The Amnesty’s report was systematically generated. This report covered the period between August 2015 and August 2016, with 87 video evidences, as well as, 122 photographs and 146 witnesses. Every living Nigerian at the time witnessed the unbridled assault of the Federal Government in an attempt to turn the people of the East to cowards who cannot stand up for their rights in the Nigerian State. The deployment of blind terror by the government was accentuated by the increased activities of the IPOB and its leader, Nnamdi Kanu, who was then arrested and detained (of course he has been in detention till date). In Enugu, the DSS has severally taken over venues of events associated with Biafra, and stopped outright such events not minding that eminent Nigerians that were in attendance. The Federal Government’s calculation is to obliterate the idea from the minds of the people of East. The involvement of the army with a blind fury in an internal political protest, which is the democratic right of the people was a well-crafted reaction of the Federal Government to put an end to a penchant of the IPOB and MASSOB to stand up and ask for the rights of the people of the East. This crafting to deploy maximum force was done to perpetrate a heavy damage such that nobody or platform would ever rise again in the East to call for a protest against the Federal Government. And this came amidst the Federal Government’s calculation of the challenges facing it in the Niger Delta, where the Avengers were giving it headache even as it had not achieved its objective of bringing Boko Haram to extinction.
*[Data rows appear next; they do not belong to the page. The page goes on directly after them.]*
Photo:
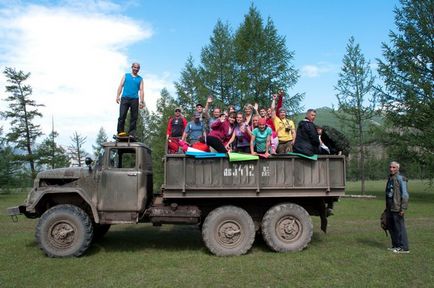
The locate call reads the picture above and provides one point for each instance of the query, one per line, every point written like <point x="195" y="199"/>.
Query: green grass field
<point x="352" y="254"/>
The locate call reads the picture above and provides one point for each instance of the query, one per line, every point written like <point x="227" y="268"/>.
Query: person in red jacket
<point x="176" y="125"/>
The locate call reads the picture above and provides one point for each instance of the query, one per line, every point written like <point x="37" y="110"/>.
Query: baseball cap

But quite perturbing is the silence of Eastern governors who are supposed to protect lives and property in their domain.

This silence has become second nature of Eastern governors. There is hardly an occasion involving the collective interest of Igbo in the Nigerian project where they would speak up to the Federal Government. Their disposition is that of the proverbial “being more Catholic than the pope”. They pretend to be more concerned about the unity of Nigeria even more than the Federal Government, and therefore would not brook any threat to that unity by any Igbo man or platform.
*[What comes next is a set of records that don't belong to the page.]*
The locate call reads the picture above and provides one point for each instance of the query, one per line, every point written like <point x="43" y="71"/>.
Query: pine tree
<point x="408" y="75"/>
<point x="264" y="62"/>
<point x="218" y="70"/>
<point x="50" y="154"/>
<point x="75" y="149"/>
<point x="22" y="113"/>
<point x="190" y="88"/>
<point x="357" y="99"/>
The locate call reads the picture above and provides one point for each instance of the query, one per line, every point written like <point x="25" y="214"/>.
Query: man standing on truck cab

It is this scenario that has played out in the incidences of the onslaught of herdsmen against communities in the east. There is no governor in the East that can stand for the people like the Ekiti State governor. Not that they would be asked to pick up arms against herdsmen, but just to even come up with laws that will run counter to that of the Federal Government in the face of the bloodletting herdsmen. This is amidst the glaring nonchalance of the Federal Government to deploy equal violence against the herdsmen. The best we could get was a weeping governor of Enugu State whose community was sacked repeatedly. The story is just like this in all the states where the governors have proved to be grossly incompetent Chief Security Officers.
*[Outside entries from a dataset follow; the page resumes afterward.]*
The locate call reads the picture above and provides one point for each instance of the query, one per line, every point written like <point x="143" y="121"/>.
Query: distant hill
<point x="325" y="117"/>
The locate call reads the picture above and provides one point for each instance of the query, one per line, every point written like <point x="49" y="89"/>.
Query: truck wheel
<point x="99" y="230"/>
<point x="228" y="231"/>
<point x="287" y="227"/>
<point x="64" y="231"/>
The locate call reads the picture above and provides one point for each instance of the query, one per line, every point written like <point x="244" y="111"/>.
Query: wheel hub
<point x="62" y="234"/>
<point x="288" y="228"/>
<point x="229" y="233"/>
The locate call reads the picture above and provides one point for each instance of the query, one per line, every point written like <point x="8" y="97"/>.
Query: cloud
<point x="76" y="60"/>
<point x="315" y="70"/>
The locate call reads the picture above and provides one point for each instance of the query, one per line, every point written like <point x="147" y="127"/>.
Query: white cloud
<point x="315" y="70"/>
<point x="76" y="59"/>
They will not support or speak out for the people because they want to remain in the good book of the Federal Government. They will not speak in favour of IPOB or MASSOB because they don’t want to be seen as supporting the dismemberment of federation. They will not speak out against the violence and cheating disposition of the Federal Government against a whole political bloc. They will go to the Federal Government and say that their people were being misled. They will reassure the Federal Government that there is nothing to worry about. They will even confer with the Federal Government on how to keep the people in perpetual servitude. That is why they will not make any statement about the report released by Amnesty International. They dare not because they already know the report is true and anything they say in the contrary will expose them.

This government must be held responsible because the killings were premeditated, rehearsed and executed in keeping with the philosophy of maximum violence for exemplary damage struck on the altar of Marchiavellian politics of statecraft. Unleashing the army in a civil protest shows the mindset of the government in the use of violence. These killings are indeed sad.